Like the houzza! of the East, the mistletoe would seem to have a religious exclamation, as I judge from finding it so often the refrain to old French songs, especially this one :
O gué la bonne adventure, O gué.
And in one celebrated English ballad:
O the mistletoe bough! and O the mistletoe bough!
It is still a custom in many parts of France for children to run down the street on New Year's Day, and to rap the doors crying "Au gui l'an né, or Au gui, l'an neuf."
In the island of Sein, there is a mistletoe feast which it is believed has been perpetuated by the Bas Breton tailors who, strange to say, have been formed from time immemorial into a fine association. They are poets, musicians and wizards who never contract marriages with strangers, and who have a language of their own, called lueache which they will not speak in the presence of foreigners.
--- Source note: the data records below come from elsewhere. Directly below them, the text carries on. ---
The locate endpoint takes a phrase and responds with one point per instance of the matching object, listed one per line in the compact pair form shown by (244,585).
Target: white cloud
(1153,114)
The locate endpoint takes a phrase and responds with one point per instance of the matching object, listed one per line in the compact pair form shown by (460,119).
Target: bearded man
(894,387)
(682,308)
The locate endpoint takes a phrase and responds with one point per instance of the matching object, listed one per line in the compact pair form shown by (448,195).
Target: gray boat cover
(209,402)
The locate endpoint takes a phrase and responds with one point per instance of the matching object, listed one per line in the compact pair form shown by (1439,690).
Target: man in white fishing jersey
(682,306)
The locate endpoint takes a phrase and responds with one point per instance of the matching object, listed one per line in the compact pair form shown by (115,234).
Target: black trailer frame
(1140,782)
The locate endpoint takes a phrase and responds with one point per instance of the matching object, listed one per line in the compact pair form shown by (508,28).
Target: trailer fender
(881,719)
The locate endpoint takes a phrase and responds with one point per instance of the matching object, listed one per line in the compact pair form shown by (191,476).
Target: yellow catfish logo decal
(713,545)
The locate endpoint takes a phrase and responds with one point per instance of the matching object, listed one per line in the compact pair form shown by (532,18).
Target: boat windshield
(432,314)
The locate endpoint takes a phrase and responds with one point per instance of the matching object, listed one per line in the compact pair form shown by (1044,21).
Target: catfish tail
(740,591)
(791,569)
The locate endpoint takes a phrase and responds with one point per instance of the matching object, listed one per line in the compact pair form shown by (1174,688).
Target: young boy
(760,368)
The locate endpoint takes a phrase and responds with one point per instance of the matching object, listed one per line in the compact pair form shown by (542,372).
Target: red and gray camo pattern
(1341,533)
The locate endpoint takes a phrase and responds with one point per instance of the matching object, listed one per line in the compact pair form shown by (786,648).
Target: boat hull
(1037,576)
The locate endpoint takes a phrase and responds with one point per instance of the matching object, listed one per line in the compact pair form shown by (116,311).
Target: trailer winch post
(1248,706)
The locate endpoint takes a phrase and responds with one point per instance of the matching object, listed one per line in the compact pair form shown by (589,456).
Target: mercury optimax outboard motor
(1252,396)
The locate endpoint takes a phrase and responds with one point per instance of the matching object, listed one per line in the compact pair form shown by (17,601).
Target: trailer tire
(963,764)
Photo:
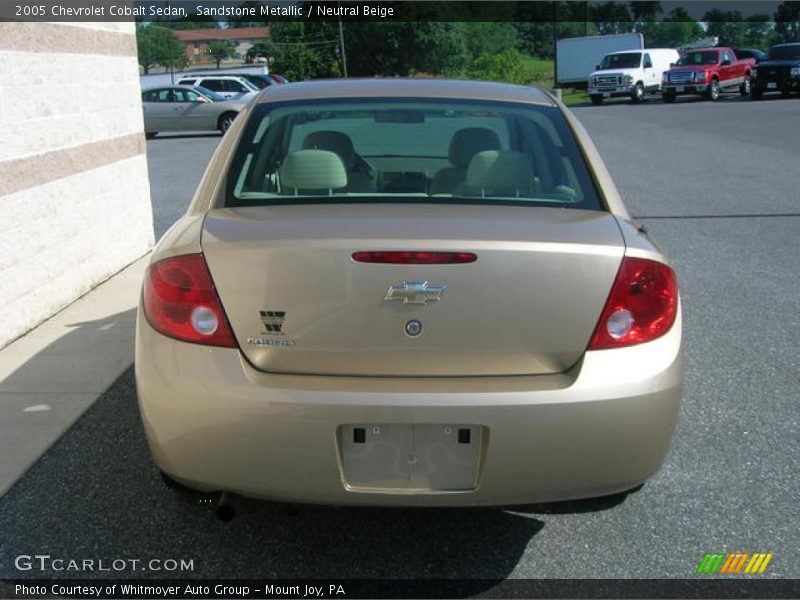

At this feast there is a procession. An altar covered with green boughs is erected in the centre of a circular space of ground. Thence they start, and thither marching round the island return. Two fiddlers form the vanguard; they are followed by children carrying bill-hooks and oak-branches, and leading an ox and a horse covered with flowers. After them a huge crowd which stops at intervals crying Gui-na-né voilà le Gui.
There is one more mistletoe custom which I had almost forgotten. Let us imagine ourselves in the hall of some old-fashioned country mansion. Let it be Christmas- night, and at that hour when merriment and wine has flushed every face, and glowed into every heart.
And now I will paint to you a young maiden who embraced in the arms of her lover is whirled round the hall, her eyes sparkling, her white bosom heaving and her little feet scarce seeming to touch the floor. They pause for a moment. An old lady with an arch twinkle in her eye whispers something to her partner, he nods and smiles; she blushes and turns her eyes, pretending not to hear.
They join the dance again, when suddenly he stays her in the centre of the hall. Above their heads droops down a beautiful plant with pale white berries and leaves of a delicate green. He stoops and gives her the kiss-under-the-mistletoe. All laugh and follow his example till the scene vies the revels of the ancient Bacchanals.
It is this picture which awakes me from a reverie into which I have long been buried. Reader! you have sought with me for the first germs of religion in the chaos of youthful Time; you have dived with me into those mysteries which the Veil of Isis held secret from our sight; you have sojourned with me among the tombs of the past, and trod upon the dust of a fallen World.
Let us now return from these caverns of learning to the glorious day-light of the Present, and to the enjoyments, of a real existence.